Steven Soderbergh's fondness for casting actors in roles that suit their real-life abilities is good news for Channing Tatum. Before making his name as an actor, Tatum worked as a stripper, and he has mined his own past for inspiration with Magic Mike, in which he plays the title character. For Mike, life appears to be good; he wakes up with two naked women in his bed, he's busy making plans to turn his passion for furniture design into a business, and at night he struts across the stage as screaming women thrust cash into his thong. But, as we are introduced to Mike's world through the eyes of newcomer Adam (a surprisingly excellent Alex Pettyfer), Reid Carolin's screenplay warns us that there's a soullessness and a dark side to all of these sexy shenanigans.
This portion of the movie makes the film feel a little lopsided. Magic Mike is so much fun when we're either onstage or backstage, enjoying the energy of the strippers' routines and their jokey camaraderie behind the scenes, that the consequences come as something of a drag. It's not that there's anything wrong with these scenes per se, it's just that the film really needed stronger actors than the ones Soderbergh has assembled to make them feel like anything more than familiar, hackneyed moralising. This may be the role he was born to play, but Tatum's range of emotional expression does not match his range of dance moves, and when a poignant close-up is required, the camera lingers on Tatum's face without getting a great deal in return. The same could be said of Cody Horn, who plays Adam's sister and Mike's love interest. She seems uncomfortable and unsure of her actions, and her sullen demeanour makes it hard to give a damn about this burgeoning relationship.
I don't think Soderbergh cares too much about it either. He's far more engaged by his central male trio, who collectively offer a snapshot of a stripper's entire lifespan. Pettyfer is the wide-eyed innocent, drawn to this job by the promise of easy money and sex; Tatum is a man at a crossroads, hoping to leave this life behind and go legit – while Dallas (Matthew McConaughey), is the ghost of stripping future. A faintly ridiculous figure still clinging to his past glories and his dream of establishing an empire, Dallas is the most outrageous character in the ensemble, and McConaughey has a ball playing him. Parodying his own shirtless reputation (and naked bongo-playing skills), McConaughey gives a hilarious performance, but there's also an underlying sense of desperation in his portrayal. This is most evident in Dallas's final dance number, with which he wants to show the world that he's still got it. What exactly is the value of what he's got, we wonder.
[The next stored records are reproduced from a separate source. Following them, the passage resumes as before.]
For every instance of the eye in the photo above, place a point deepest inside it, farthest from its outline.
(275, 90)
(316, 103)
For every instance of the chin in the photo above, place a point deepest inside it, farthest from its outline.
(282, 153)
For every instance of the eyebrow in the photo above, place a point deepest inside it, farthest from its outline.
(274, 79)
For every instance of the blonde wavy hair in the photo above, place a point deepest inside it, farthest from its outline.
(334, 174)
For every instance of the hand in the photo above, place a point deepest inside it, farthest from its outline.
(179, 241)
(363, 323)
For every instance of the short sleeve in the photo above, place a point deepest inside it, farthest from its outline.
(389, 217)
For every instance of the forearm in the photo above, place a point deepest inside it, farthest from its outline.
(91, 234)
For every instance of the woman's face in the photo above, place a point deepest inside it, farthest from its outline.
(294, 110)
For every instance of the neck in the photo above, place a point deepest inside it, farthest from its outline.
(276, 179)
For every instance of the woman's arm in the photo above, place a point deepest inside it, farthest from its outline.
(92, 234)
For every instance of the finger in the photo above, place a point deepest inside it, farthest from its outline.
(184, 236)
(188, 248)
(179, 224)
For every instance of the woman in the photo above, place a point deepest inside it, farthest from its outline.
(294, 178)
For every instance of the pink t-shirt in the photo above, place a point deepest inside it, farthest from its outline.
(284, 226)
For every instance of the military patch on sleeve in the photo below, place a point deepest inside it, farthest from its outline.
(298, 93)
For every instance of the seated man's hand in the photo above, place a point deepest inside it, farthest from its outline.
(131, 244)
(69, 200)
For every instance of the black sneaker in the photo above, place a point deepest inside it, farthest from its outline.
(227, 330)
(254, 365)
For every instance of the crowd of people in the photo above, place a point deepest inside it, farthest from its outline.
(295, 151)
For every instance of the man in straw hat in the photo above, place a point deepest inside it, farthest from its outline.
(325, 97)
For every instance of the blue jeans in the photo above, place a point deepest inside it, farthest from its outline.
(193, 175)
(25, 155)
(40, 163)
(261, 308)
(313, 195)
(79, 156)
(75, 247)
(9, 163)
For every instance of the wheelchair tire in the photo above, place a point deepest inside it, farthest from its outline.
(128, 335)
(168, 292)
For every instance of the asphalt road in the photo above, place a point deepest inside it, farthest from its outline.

Another man showing the world that he's back on form is Steven Soderbergh. When Soderbergh isn't firing on all cylinders, his disinterest is all too apparent, and I've felt he has been coasting through his last couple of pictures. Magic Mike is something else entirely, particularly in the thrilling dance sequences, when the director's eye for a great shot and his sharp cutting generates an intoxicating electricity that reaches the cinema audience in the same way it hits the women screaming around the stage. Soderbergh's direction is fun and inventive (the penis pump shot is inspired), and it's a thrill to see him bringing his loose, energetic style to a subject matter that really benefits from it. Many viewers will undoubtedly turn up to Magic Mike only for the oiled-up torsos, but I hope they appreciate just how well-directed this movie is. The dancers on stage may be the ones putting on a show, but Soderbergh is the one bringing the magic.